Otherside Entertainment ha optado por un enfoque pictórico para su próximo simulador inmersivo, Thick As Thieves. Alejándose de la saturación de realismo fotográfico, el estudio se inspira en el estilo de Dishonored para crear una estética mágico-punk. El director de arte Matt Moore señala que la arquitectura baronial escocesa de Edimburgo fue la chispa creativa, con sus torretas y callejones diseñados casi a propósito para el parkour y los robos aéreos.
Una ciudad ficticia creada con Unreal Engine 5 🎨
Aunque Edimburgo fue la inspiración inicial, el equipo decidió crear la ciudad ficticia de Kilcairn para ganar libertad narrativa. La acción transcurre en una línea temporal alternativa de 1910, donde la magia antigua convive con tecnología del viejo mundo. Unreal Engine 5 resultó clave para cohesionar estos elementos dispares. El motor permite integrar iluminación dinámica y geometría detallada sin sacrificar el rendimiento, dando como resultado un mundo vibrante que respeta la exageración pictórica sin caer en el caos visual.

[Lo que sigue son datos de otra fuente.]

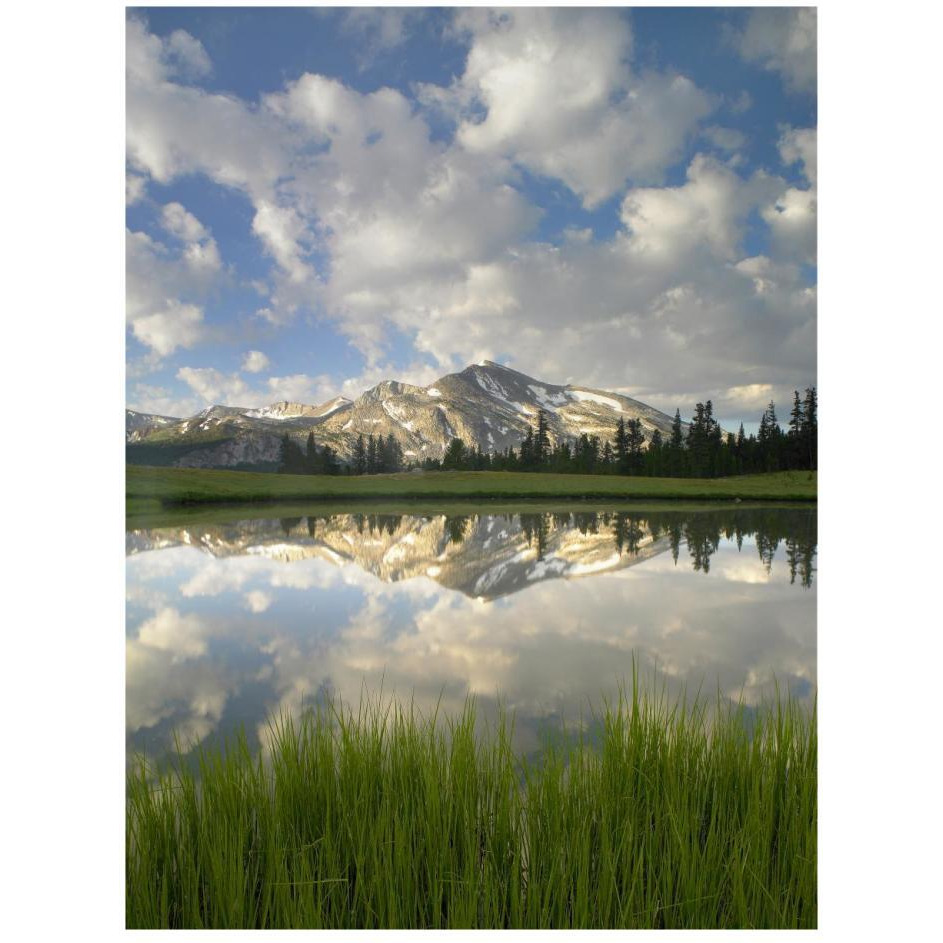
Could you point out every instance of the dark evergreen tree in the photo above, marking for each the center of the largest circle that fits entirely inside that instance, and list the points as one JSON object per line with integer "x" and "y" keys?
{"x": 676, "y": 447}
{"x": 454, "y": 458}
{"x": 810, "y": 429}
{"x": 635, "y": 439}
{"x": 623, "y": 465}
{"x": 291, "y": 460}
{"x": 372, "y": 458}
{"x": 541, "y": 440}
{"x": 360, "y": 456}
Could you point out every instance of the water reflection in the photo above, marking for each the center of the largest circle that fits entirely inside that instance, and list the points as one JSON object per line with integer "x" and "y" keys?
{"x": 230, "y": 622}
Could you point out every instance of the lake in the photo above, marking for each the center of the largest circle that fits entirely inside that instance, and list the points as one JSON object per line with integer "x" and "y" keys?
{"x": 541, "y": 612}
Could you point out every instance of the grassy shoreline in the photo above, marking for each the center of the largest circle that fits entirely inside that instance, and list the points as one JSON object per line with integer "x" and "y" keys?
{"x": 149, "y": 489}
{"x": 675, "y": 817}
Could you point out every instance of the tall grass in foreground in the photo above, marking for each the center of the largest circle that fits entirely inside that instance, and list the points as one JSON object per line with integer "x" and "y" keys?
{"x": 676, "y": 816}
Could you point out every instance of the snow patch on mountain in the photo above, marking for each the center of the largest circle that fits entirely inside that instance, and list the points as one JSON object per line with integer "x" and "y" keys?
{"x": 586, "y": 396}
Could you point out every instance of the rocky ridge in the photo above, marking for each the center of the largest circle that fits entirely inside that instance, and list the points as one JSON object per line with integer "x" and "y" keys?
{"x": 486, "y": 405}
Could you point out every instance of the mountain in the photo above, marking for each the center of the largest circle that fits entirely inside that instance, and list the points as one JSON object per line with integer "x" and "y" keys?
{"x": 484, "y": 556}
{"x": 486, "y": 405}
{"x": 139, "y": 425}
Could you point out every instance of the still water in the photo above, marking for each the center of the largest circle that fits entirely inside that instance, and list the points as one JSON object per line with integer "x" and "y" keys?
{"x": 228, "y": 624}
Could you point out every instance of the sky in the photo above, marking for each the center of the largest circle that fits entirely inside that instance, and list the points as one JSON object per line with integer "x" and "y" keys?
{"x": 321, "y": 199}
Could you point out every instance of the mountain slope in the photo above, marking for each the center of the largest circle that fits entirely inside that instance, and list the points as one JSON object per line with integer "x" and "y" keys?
{"x": 486, "y": 405}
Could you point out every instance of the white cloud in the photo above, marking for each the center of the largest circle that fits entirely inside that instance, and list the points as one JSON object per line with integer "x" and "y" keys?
{"x": 258, "y": 601}
{"x": 427, "y": 239}
{"x": 708, "y": 209}
{"x": 213, "y": 386}
{"x": 599, "y": 124}
{"x": 177, "y": 325}
{"x": 792, "y": 216}
{"x": 798, "y": 145}
{"x": 783, "y": 40}
{"x": 727, "y": 139}
{"x": 254, "y": 361}
{"x": 183, "y": 636}
{"x": 298, "y": 388}
{"x": 152, "y": 59}
{"x": 165, "y": 286}
{"x": 187, "y": 55}
{"x": 180, "y": 222}
{"x": 135, "y": 188}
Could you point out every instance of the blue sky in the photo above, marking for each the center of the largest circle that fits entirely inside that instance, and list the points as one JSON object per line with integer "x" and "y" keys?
{"x": 321, "y": 199}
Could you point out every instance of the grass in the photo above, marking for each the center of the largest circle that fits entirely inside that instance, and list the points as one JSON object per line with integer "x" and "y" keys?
{"x": 675, "y": 816}
{"x": 148, "y": 489}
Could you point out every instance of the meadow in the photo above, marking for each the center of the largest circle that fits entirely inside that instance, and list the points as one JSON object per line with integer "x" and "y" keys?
{"x": 655, "y": 814}
{"x": 150, "y": 489}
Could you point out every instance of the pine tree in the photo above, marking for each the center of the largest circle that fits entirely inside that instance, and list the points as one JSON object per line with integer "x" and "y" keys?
{"x": 635, "y": 439}
{"x": 372, "y": 462}
{"x": 810, "y": 431}
{"x": 795, "y": 434}
{"x": 454, "y": 458}
{"x": 541, "y": 440}
{"x": 622, "y": 448}
{"x": 291, "y": 457}
{"x": 676, "y": 447}
{"x": 360, "y": 456}
{"x": 527, "y": 451}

De Edimburgo a Kilcairn: por qué mudarse de ciudad 🏰
Al final, crear una ciudad desde cero tiene sus ventajas. No solo evitas las quejas de los turistas escoceses por pintar de morado el Castillo de Edimburgo, sino que puedes justificar cualquier arquitectura imposible. Si en Kilcairn un tejado flota sobre un callejón, es porque la magia lo sostiene, no porque el ayuntamiento aprobó un mal presupuesto. Además, así nadie te reclama por poner farolas de gas donde no tocan. Libertad creativa, que le dicen.